Need to repaint a metal roof. Last painted in 1993 with DAP - Derusto - oil-base - semi-gloss - green. Paint no longer available. Any idea on what Brand or type of paint to use in Ohio. Old paint is sticking good with a few rust spots.


----------



## Brushslingers (Jul 28, 2006)

DTM should overcoat fine, i'd check with the man for warranties sake though.


----------



## Wolverine-Eric (Apr 9, 2007)

Buy something from Highland International and have it Shipped to you... Tell them Eric from Wolverine Coatings recommended them... 
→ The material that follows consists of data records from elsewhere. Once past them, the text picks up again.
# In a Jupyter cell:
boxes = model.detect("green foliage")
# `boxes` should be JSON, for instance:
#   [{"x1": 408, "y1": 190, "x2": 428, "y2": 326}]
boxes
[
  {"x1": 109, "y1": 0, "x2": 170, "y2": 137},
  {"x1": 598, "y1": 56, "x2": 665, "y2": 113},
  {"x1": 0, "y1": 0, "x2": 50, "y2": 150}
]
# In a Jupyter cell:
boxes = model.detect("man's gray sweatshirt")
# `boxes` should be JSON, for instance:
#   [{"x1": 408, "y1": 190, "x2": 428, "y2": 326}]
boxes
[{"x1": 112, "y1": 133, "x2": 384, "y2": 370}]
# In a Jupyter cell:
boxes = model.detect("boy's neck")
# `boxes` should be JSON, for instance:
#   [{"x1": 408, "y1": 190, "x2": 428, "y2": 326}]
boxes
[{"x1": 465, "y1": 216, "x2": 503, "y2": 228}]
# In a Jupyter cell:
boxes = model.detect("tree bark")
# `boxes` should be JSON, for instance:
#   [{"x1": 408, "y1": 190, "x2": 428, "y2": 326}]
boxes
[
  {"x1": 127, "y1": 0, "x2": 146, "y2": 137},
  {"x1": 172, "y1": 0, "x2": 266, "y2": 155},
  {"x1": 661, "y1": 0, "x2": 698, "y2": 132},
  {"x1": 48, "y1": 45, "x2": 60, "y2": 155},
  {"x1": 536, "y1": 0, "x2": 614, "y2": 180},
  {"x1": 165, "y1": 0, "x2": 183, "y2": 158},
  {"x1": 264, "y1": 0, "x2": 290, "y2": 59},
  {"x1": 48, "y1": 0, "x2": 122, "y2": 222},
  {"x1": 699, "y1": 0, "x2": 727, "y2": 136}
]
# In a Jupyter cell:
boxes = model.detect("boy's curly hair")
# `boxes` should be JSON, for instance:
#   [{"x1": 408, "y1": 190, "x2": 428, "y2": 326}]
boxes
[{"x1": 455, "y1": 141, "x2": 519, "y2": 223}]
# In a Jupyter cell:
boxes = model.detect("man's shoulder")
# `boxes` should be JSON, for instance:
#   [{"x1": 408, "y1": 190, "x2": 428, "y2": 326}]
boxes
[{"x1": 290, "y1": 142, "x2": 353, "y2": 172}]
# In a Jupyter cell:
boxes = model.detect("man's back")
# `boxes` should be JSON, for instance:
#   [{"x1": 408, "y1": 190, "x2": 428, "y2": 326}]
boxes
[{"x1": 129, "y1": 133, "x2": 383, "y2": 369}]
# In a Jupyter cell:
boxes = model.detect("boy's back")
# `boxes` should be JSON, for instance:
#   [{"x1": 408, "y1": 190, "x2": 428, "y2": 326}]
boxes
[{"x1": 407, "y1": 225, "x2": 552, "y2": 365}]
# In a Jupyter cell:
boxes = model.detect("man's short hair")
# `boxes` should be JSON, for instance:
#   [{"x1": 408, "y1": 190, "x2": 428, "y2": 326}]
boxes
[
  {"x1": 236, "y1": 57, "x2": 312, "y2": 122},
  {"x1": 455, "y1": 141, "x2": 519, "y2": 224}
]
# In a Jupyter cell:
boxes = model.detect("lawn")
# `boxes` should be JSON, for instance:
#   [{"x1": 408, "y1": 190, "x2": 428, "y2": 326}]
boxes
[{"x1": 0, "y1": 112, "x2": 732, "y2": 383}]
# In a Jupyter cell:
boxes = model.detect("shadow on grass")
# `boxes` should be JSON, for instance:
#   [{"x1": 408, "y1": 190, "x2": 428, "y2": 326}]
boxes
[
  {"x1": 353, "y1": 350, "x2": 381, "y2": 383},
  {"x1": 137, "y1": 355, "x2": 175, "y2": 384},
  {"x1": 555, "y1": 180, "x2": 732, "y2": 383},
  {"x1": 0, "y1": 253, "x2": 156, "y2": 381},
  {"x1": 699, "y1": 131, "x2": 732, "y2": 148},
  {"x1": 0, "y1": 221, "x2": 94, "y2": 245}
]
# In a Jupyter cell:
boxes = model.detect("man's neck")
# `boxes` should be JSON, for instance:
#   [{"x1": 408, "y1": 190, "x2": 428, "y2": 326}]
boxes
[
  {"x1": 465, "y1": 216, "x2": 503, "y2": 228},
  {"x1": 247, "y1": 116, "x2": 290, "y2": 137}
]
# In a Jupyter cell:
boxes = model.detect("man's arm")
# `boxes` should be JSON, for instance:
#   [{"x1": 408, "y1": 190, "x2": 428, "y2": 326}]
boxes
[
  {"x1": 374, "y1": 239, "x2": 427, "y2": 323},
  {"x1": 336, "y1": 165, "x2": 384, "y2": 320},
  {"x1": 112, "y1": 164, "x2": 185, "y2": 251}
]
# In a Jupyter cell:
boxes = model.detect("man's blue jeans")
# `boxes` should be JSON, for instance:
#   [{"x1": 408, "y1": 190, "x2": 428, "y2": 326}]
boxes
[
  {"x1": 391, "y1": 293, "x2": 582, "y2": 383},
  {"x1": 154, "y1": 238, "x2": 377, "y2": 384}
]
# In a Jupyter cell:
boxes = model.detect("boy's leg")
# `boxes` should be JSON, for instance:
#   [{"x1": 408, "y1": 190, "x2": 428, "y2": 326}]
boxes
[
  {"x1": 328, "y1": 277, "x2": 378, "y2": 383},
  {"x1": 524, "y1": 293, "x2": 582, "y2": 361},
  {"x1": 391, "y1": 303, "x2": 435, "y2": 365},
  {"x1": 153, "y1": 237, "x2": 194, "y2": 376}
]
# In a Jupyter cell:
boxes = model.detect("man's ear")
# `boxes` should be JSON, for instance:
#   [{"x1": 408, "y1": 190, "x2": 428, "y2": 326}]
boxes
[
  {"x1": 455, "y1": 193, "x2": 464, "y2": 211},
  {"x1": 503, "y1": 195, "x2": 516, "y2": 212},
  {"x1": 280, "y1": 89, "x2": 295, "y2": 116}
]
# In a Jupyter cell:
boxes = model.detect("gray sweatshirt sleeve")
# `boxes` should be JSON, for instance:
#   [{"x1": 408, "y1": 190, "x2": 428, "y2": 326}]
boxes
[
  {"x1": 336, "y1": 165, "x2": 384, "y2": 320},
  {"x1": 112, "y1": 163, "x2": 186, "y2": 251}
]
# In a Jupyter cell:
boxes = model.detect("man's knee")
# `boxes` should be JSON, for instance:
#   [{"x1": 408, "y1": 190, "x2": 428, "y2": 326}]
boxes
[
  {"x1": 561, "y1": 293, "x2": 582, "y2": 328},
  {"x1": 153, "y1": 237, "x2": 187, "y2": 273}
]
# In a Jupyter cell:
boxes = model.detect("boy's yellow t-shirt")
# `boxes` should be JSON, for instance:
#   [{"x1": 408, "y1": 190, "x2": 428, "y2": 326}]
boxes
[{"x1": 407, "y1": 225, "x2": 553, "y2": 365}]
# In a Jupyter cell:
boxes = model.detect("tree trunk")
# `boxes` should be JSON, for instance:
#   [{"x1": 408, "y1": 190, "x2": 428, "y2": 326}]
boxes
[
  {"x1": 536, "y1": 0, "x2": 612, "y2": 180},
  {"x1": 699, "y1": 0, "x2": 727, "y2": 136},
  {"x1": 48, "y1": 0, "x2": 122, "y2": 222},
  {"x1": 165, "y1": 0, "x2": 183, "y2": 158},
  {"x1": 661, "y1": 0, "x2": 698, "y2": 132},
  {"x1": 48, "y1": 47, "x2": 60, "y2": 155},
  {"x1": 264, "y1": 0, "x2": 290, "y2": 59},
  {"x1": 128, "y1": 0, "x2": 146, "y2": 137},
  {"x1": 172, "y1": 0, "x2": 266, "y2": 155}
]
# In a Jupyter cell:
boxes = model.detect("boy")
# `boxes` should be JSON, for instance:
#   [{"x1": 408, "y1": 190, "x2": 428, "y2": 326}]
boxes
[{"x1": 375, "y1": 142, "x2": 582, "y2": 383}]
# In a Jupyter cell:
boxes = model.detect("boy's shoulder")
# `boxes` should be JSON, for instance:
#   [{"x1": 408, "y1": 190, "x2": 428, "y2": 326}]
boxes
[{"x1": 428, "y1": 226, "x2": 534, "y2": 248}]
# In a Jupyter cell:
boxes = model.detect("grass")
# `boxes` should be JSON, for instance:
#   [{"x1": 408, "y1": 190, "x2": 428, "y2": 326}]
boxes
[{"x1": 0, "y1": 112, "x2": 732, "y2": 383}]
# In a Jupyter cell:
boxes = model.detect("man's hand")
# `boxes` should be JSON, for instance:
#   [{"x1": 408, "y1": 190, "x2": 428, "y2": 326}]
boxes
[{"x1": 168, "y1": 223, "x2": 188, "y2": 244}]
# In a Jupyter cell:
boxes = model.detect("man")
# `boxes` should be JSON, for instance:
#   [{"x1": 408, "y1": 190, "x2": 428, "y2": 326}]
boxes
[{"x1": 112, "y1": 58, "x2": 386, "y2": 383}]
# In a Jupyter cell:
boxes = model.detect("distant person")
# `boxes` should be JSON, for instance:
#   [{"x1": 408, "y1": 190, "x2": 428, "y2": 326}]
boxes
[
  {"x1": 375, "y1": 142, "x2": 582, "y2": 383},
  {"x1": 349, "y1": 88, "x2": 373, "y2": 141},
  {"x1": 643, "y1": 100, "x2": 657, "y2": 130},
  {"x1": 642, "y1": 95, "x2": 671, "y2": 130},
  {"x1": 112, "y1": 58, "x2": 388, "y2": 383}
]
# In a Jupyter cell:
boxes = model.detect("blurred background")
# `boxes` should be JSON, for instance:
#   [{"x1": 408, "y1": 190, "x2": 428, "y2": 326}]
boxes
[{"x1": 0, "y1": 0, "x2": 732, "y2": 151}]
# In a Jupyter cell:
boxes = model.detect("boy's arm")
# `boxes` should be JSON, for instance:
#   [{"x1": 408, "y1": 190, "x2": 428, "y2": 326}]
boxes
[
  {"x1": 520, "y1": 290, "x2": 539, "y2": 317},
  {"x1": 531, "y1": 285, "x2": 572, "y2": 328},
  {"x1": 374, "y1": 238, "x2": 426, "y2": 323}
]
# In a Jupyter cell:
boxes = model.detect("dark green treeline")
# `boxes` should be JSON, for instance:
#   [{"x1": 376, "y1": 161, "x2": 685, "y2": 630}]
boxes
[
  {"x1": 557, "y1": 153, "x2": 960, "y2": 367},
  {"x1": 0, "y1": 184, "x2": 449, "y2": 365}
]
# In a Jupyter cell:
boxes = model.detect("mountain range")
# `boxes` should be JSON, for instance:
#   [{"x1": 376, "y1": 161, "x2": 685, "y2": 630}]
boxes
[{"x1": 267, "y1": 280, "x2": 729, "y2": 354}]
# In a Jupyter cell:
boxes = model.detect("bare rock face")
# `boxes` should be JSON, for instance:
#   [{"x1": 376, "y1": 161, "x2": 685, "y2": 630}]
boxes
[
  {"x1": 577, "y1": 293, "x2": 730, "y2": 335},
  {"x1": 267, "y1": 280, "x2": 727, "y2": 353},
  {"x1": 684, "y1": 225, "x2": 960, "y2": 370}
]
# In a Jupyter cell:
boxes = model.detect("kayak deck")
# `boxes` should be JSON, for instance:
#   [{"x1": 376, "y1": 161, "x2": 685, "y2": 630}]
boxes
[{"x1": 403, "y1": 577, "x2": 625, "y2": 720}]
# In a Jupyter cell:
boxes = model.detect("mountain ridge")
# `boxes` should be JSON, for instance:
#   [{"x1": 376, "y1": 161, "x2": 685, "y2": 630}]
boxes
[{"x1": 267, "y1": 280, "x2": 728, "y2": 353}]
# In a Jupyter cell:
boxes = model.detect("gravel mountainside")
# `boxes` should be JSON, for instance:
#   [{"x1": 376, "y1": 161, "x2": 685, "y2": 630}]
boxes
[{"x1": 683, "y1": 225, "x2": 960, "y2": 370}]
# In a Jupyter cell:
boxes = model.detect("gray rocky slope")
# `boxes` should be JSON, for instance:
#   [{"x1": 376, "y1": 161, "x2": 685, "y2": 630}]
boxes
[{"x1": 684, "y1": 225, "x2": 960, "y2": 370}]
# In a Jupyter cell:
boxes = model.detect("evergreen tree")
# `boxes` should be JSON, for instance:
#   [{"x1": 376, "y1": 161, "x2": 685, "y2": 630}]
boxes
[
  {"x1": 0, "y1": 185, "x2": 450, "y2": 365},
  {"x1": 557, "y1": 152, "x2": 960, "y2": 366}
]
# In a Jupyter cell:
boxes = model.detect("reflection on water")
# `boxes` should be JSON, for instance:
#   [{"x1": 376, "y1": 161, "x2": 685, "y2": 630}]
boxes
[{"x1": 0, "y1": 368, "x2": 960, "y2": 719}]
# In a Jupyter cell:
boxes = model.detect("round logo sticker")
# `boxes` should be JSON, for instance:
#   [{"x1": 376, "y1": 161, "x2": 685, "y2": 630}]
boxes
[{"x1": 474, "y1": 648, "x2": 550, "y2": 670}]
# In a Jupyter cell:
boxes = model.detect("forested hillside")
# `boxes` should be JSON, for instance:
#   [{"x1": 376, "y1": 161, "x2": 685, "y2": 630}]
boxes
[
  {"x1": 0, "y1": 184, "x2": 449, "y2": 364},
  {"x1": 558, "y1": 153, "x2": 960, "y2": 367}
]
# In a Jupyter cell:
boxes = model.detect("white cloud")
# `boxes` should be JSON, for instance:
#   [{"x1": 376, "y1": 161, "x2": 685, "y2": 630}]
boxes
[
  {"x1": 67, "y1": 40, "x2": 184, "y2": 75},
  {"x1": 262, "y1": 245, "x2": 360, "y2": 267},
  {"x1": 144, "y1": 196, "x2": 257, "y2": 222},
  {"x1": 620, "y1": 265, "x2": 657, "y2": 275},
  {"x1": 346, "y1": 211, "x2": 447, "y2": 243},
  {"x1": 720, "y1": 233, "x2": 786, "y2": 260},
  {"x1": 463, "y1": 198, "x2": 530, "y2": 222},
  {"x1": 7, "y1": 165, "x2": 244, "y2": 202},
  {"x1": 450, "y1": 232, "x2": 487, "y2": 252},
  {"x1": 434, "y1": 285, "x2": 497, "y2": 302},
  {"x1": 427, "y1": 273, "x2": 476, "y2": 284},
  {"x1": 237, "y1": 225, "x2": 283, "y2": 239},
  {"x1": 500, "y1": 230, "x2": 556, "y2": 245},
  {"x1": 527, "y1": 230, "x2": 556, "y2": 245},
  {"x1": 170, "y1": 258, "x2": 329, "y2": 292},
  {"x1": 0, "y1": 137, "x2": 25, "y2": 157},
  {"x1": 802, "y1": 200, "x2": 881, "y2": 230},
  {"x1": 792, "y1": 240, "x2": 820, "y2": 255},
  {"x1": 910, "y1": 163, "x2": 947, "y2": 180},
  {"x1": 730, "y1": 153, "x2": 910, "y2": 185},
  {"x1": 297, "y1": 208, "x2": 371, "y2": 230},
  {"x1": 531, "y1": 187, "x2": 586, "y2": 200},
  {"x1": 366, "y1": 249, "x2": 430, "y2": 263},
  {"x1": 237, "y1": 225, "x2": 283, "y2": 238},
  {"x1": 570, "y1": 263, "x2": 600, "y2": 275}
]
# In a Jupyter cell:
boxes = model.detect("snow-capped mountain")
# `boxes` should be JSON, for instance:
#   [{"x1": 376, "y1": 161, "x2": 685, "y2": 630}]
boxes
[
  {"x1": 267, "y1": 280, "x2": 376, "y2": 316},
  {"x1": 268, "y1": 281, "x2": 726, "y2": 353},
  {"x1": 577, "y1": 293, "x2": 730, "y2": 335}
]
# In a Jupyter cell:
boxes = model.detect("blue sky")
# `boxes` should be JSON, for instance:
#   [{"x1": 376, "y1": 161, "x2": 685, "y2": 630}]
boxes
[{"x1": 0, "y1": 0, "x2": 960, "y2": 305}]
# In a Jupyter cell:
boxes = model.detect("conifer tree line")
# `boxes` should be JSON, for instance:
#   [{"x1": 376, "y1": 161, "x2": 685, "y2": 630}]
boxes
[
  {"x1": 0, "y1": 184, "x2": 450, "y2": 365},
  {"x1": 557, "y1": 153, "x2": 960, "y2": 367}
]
They have some excellent products! You'll be glad you did!
http://www.highland-international.com/contact.htm


----------



## gideond (May 17, 2007)

We deal in Douglas and Davis Oils and Sampson's DTM for roofs. I think Davis has one of the best oil roof finishes I've ever seen. It flows and levels extremely well and looks like glass when dry. Sampson's DTM is the best acrylic I've seen for roofs. It has the advantage of being speced for roofs and the company will back it up. It also has the best adhesion to glossy finishes, even oil, that I've ever seen. All three of these are regional companies though, so they may be hard to find depending on where you are. Industrial Oils usually work well on roofs as well. Even though it was never speced for it, we use to sell a lot of Duron Duraclad for roofs and never had any issues with it. Edit: Come to think of it, I don't think Derusto was ever speced for roofs either. If you want a similar product you could try Rustoleum or Hammerite Rust Cap. Rustoleum bought Derusto and put them out of business.


----------